A senior hard-line cleric on Friday criticized the package, while Ahmadinejad has been somewhat warm toward it, knowing that “Iran is in a good position to push the West in the direction it wants,” according to Nasser Hadian, a Tehran University political scientist.

Supreme leader Ayatollah Ali Khamenei hasn’t spoken. He has the final say in all state matters, and has overruled hard-liners previously in the nuclear dispute.

In some ways, there is no downside for Iran in agreeing to talk, said Khalid Al-Rodhan, a visiting fellow at the Center for Strategic and International Studies in Washington who has written extensively on Iran’s nuclear program.

The Iranians could, for example, accept the incentives offer, “suspend” enrichment activities, then resume them once negotiations stalled, gaining diplomatic support from China and Russia for having appeared to be cooperative, he said.

The United States, for its part, disagrees with any notion that it has radically changed its stance or made huge concessions. It says it will push tough sanctions if Iran rejects the deal.
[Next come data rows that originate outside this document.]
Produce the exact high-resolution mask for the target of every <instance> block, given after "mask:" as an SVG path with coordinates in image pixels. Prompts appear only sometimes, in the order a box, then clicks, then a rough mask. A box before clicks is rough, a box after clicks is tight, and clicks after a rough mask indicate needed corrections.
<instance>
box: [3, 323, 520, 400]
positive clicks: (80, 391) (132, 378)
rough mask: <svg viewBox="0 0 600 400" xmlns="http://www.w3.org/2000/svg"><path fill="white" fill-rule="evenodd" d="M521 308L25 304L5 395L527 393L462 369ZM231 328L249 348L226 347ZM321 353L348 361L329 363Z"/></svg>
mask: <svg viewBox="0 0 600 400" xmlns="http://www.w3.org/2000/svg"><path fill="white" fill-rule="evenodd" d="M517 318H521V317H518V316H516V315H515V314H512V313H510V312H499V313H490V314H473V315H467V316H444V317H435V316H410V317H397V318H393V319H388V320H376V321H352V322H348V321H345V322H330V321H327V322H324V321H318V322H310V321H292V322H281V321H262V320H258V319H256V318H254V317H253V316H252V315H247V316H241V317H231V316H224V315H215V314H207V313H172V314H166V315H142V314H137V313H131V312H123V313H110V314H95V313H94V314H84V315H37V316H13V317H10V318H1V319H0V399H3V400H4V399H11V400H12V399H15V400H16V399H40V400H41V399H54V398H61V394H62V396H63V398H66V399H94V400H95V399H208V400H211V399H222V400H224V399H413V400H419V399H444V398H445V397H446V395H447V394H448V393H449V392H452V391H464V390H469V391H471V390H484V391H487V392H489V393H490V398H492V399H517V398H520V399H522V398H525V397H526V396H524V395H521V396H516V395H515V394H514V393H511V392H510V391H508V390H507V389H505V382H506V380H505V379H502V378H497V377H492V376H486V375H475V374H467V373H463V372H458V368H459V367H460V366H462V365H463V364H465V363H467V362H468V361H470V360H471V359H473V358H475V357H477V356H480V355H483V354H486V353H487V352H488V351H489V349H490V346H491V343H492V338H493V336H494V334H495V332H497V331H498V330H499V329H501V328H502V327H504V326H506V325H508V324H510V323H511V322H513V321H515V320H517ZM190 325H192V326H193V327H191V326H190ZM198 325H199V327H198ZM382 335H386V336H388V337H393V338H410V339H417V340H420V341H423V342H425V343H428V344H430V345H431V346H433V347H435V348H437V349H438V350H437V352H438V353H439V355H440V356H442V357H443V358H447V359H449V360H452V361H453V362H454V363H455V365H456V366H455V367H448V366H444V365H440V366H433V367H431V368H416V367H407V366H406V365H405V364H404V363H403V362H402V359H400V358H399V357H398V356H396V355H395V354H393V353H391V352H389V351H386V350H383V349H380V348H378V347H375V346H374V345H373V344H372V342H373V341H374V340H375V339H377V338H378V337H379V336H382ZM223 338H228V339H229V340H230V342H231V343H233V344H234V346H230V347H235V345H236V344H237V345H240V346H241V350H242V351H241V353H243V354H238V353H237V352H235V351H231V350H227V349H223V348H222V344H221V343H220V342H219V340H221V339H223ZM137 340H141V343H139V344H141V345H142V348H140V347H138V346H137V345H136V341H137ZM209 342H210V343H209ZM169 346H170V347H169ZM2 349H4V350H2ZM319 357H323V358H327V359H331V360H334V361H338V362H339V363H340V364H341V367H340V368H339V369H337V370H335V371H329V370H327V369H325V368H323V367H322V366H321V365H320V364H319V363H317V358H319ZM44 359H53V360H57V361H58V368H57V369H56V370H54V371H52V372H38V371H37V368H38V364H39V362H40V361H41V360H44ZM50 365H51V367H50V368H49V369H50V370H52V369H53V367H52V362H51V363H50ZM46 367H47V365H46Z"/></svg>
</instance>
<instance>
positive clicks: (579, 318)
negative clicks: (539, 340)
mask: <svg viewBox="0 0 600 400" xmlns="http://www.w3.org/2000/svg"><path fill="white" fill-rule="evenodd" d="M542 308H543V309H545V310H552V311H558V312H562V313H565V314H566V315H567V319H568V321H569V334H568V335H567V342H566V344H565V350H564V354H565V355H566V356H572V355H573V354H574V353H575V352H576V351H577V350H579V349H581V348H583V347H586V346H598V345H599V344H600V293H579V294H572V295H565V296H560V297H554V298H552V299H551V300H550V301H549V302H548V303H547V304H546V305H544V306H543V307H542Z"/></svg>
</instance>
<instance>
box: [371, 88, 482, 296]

Michael O’Hanlon of the Brookings Institution says it was probably smart of the United States to bend, as a way to persuade Iran’s allies Russia and China that it is trying to solve the impasse.

That will strengthen the U.S. hand if Iran does not cooperate and America again seeks sanctions, O’Hanlon said.

But Al-Rodhan thinks the U.S. change, while in the end both realistic and positive, has also strengthened Iran. It “gives Iran the clout that it forced the U.S. to negotiate directly with it,” he said.